U.S.-based non-governmental organization Freedom House has reduced Turkey’s status from “partly free” to “not free” in its latest annual report.
The “Freedom in the World” 2018 report, published on Jan. 16, ruled that Turkey’s “political rights rating” had declined from 4 to 5 and its “civil liberties rating” had declined from 5 to 6.
Specifically referring to the “deeply flawed” April 2017 referendum on shifting to an executive presidential system, the report also blasted the mass dismissals of state employees, “the mass replacement of elected mayors with government appointees, arbitrary prosecutions of rights activists and other perceived enemies of the state.”
Criticizing the developments since the July 2016 coup attempt and the ongoing state of emergency rule, Freedom House noted that “using emergency powers and vaguely worded terrorism laws, the authorities had suspended or dismissed more than 110,000 people from public-sector positions and arrested more than 60,000 others by year’s end.”
“Since the attempted coup, at least 1,500 civil society organizations have been summarily closed and their property confiscated,” read Freedom House’s latest report.

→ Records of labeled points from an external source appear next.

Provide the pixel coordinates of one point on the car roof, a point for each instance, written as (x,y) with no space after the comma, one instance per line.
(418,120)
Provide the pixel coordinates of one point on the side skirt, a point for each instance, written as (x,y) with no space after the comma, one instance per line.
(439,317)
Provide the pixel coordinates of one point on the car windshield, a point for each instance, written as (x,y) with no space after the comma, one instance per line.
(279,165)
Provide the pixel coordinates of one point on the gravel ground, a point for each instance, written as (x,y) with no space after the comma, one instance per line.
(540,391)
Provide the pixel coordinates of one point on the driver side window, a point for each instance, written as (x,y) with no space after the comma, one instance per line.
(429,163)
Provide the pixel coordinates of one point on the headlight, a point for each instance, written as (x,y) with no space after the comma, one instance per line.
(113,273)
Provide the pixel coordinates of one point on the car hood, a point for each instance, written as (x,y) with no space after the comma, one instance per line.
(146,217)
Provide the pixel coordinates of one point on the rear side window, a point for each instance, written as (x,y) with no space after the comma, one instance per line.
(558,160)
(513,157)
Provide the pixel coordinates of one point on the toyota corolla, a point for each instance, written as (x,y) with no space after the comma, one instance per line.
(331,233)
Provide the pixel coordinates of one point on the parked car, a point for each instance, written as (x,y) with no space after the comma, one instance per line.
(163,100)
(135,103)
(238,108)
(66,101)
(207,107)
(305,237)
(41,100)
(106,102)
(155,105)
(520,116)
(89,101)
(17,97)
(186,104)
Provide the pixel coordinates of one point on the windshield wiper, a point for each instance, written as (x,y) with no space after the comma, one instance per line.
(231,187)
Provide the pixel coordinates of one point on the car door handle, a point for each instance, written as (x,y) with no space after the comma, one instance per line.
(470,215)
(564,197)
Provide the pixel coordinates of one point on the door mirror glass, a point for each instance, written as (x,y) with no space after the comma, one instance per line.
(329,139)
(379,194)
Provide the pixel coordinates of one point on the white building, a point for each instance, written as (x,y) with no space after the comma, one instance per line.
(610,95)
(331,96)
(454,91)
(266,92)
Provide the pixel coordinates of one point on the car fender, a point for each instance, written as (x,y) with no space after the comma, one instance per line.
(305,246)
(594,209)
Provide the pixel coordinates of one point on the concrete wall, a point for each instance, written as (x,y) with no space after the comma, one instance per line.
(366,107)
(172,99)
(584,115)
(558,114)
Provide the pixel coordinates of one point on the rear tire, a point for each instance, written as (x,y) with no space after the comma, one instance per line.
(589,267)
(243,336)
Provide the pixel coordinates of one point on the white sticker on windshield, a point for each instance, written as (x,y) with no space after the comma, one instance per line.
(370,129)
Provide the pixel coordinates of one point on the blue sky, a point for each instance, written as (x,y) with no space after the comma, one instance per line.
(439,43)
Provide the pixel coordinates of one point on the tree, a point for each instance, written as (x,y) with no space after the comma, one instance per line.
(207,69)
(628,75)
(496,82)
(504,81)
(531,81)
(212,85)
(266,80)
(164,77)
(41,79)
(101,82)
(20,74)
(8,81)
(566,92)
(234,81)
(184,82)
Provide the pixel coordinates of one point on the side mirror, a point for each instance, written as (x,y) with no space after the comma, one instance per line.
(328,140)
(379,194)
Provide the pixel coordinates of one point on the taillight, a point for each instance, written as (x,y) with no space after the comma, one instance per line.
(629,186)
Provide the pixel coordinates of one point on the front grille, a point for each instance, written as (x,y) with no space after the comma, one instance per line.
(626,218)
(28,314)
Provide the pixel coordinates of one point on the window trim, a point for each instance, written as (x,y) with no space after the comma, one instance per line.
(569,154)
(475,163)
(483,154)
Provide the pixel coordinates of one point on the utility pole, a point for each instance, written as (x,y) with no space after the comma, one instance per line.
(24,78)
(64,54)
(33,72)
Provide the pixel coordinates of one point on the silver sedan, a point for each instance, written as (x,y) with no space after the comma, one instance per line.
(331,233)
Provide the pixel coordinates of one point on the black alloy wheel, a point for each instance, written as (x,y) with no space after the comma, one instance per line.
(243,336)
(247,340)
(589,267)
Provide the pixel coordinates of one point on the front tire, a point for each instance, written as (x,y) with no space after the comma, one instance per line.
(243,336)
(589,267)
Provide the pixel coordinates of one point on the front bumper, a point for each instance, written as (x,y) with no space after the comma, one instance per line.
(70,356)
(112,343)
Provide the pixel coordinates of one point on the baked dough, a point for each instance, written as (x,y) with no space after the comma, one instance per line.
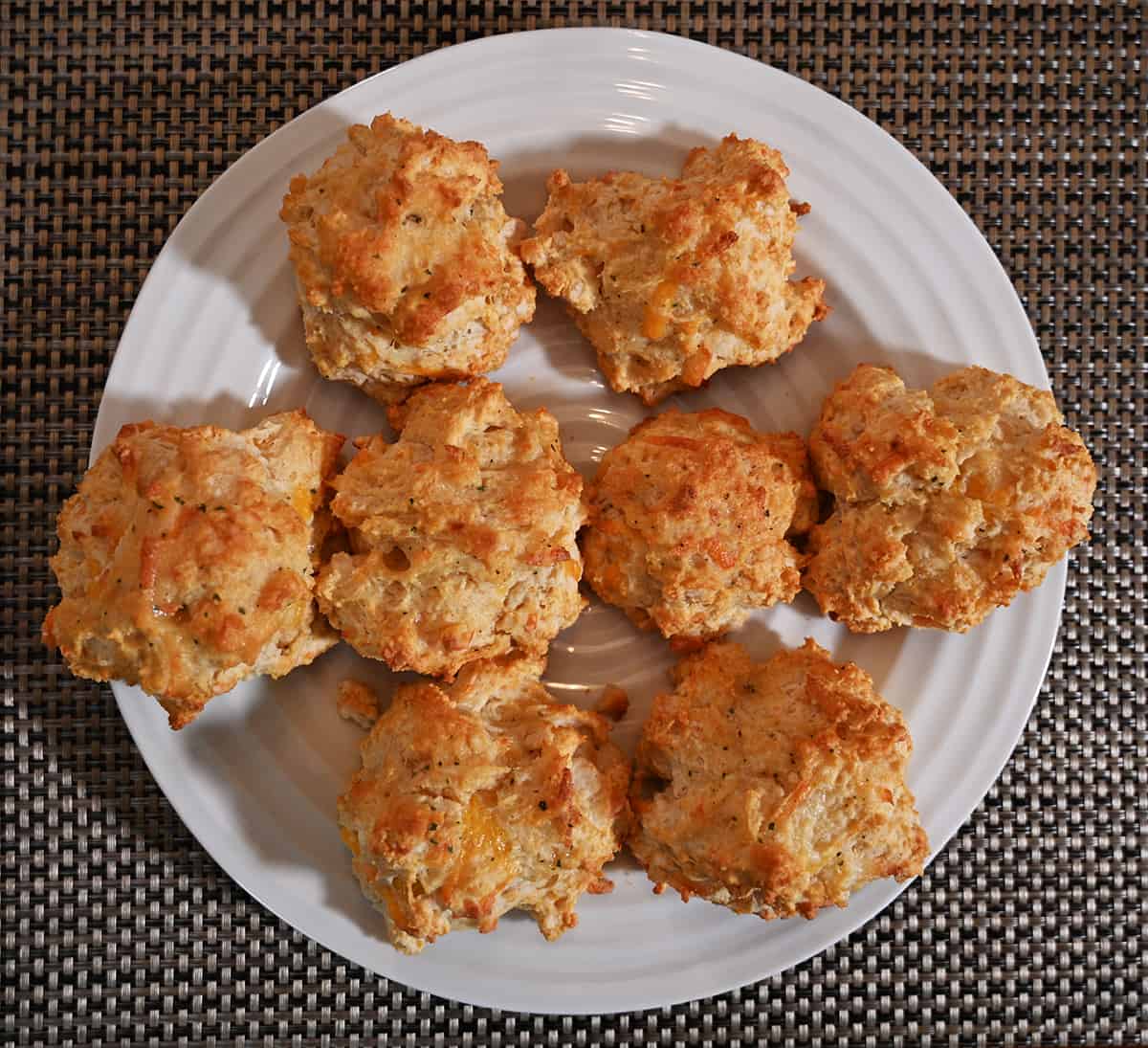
(692,520)
(950,500)
(406,259)
(481,797)
(463,534)
(672,279)
(187,559)
(774,789)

“The prosecution of journalists and closure of media outlets continues. Arrests based on messages shared via social media are common, leading to widespread self-censorship and a general chilling effect on political discourse,” it added, also highlighting the arrest of Osman Kavala, describing him as “perhaps Turkey’s most prominent civil society leader.”
Businessman and philanthropist Kavala was detained in October and is still in jail on charges of “attempting to overthrow the constitutional order.”